[UAI] "Higher-order" probabilities

From: Kevin S. Van Horn (Kevin_VanHorn@ndsu.nodak.edu)
Date: Tue Aug 21 2001 - 09:06:15 PDT

Next message: KDD 2001: "KDD-2001 Conference Less Than 2 Wks Away!"

Previous message: Ning Zhong: "[UAI] IEEE Data Mining 2001: Call for Participation"
Reply: Kevin S. Van Horn: "Re: [UAI] "Higher-order" probabilities"
Messages sorted by: [ date ] [ thread ] [ subject ] [ author ]

On Thu, 2 Aug 2001, Kathryn Blackmond Laskey wrote:

> If probabilities apply only to exclusive and exhaustive propositions
> satisfying the clarity test, then to what exactly does a higher-order
> probability refer? Do we have to commit to the existence of definite
> "true" probabilities our hypothetical clairvoyant could "know," that
> we are "measuring" when we observe random variables?

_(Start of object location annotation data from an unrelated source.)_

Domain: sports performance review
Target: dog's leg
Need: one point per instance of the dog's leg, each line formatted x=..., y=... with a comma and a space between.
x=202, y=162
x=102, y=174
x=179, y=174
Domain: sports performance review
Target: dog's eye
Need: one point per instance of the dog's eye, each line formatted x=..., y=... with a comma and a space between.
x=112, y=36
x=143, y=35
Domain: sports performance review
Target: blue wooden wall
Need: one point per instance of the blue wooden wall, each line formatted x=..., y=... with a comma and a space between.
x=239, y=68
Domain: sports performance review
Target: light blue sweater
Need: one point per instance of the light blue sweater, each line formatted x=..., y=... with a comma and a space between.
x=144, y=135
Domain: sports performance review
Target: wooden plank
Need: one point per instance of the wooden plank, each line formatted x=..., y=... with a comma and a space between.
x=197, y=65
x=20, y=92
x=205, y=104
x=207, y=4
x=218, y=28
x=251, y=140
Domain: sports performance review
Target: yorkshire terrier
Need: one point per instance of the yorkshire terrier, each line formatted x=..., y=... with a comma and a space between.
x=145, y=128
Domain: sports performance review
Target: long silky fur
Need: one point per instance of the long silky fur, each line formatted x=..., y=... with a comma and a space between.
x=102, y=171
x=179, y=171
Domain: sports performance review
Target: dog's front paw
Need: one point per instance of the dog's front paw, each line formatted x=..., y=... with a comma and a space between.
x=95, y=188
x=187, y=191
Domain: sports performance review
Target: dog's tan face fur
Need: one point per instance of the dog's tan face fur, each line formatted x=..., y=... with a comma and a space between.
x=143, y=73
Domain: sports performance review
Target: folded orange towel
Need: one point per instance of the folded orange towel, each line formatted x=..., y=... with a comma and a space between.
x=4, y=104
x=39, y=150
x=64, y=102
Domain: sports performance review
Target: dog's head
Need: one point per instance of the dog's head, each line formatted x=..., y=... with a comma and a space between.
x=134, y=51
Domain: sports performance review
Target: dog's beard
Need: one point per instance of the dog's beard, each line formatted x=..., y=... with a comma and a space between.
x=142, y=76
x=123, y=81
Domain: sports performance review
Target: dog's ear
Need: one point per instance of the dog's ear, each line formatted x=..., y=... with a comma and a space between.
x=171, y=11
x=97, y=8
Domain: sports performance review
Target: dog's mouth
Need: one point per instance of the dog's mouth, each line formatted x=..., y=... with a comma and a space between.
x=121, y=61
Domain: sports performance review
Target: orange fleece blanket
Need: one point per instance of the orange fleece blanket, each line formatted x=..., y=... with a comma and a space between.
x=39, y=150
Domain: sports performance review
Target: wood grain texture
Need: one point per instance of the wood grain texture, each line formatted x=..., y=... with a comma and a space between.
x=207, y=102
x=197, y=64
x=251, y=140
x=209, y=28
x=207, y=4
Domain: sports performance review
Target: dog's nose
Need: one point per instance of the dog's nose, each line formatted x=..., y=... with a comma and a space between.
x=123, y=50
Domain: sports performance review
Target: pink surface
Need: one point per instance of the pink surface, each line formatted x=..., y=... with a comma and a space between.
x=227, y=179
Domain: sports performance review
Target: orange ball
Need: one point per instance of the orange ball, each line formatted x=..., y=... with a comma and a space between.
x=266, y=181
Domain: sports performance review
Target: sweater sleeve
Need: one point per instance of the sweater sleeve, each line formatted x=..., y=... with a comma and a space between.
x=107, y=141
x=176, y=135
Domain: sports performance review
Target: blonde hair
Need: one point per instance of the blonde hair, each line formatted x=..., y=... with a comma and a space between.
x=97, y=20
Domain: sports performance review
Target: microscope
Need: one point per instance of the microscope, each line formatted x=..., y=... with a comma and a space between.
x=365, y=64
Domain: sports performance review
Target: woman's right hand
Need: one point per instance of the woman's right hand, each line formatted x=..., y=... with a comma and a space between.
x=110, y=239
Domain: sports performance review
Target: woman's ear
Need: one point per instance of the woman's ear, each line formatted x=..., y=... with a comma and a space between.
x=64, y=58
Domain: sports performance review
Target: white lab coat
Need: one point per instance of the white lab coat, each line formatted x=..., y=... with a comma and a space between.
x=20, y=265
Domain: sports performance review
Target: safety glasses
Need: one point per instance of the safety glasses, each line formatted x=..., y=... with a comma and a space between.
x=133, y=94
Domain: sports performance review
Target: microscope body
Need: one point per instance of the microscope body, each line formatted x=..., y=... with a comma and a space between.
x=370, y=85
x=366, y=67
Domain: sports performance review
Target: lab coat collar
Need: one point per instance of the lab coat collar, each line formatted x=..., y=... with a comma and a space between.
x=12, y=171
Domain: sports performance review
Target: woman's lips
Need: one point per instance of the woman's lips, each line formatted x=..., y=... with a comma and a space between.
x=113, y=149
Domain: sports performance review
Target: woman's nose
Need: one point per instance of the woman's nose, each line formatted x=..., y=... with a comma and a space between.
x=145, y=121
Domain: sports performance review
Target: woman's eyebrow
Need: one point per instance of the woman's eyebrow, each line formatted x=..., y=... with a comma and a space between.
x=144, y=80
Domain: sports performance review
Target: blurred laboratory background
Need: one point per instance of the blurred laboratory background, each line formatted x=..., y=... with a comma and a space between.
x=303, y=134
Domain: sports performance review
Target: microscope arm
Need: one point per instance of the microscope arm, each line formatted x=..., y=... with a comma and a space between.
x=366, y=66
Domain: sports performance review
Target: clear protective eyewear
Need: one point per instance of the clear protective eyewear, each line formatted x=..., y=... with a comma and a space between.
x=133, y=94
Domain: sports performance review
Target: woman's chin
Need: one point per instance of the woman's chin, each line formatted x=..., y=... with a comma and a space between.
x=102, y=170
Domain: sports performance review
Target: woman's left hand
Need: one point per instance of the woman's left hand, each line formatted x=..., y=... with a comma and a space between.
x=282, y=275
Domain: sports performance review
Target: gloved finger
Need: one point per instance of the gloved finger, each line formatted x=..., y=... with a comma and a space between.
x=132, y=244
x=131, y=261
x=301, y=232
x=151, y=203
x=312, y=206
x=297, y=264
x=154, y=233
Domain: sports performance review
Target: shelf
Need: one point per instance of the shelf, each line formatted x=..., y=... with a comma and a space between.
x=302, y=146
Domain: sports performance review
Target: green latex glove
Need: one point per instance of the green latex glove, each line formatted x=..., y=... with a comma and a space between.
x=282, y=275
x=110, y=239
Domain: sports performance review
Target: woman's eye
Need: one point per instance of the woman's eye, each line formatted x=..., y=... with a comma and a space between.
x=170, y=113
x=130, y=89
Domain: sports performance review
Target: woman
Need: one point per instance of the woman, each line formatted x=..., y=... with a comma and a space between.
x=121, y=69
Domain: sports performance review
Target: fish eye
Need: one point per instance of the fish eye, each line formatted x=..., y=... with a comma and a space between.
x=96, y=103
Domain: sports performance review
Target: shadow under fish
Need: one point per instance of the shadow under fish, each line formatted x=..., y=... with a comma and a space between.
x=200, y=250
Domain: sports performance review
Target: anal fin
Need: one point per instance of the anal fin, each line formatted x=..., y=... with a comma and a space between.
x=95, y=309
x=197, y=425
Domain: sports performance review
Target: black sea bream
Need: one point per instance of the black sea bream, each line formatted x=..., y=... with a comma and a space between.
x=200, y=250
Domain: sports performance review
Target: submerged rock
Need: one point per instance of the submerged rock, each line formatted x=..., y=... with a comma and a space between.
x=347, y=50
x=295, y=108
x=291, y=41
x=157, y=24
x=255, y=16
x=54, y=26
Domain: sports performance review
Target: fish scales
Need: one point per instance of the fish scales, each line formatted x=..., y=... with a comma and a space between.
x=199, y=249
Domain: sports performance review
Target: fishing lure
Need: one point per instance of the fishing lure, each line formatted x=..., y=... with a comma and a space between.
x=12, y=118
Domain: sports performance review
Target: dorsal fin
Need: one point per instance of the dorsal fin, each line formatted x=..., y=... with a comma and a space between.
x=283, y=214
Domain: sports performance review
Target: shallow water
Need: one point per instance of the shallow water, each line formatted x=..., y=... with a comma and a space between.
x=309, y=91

Jaynes would call any discussion of "true" probabilities an example of the
mind-projection fallacy: the fallacy of treating constructs that merely
represent one's own state of information as if they were properties of
the external physical world. So the Jaynesian answer to your second question
is no.

For the first question, let's look at a specific, concrete example: a sequence
of coin flips from a coin with an unknown bias. Let x_i be 0 if the i-th coin
flip is tails, 1 if the i-th coin flip is heads, let theta be the (unknown)
bias parameter, and let I represent our state of information. Formally, for
any n > 0,

- - P(x[1..n] = X[1..n] | I) =
Integral(P(x[1..n] = X[1..n] | theta = Theta, I) * f_I(Theta), Theta = 0..1),
where f_I is a probability density dependent on I.

- - P(x[1..n] = X[1..n] | theta = Theta, I) =
PRODUCT(i : 1 <= i <= n: P(x[i] = X[i] | theta = Theta, I)).
That is, the x[i] are independent given theta = Theta and I.

- - P(x[i] = 1 | theta = Theta, I) = Theta.

Here theta is an example of what intuitively seems to be a "higher-order
probability", and the question is, "what the heck does that really mean?"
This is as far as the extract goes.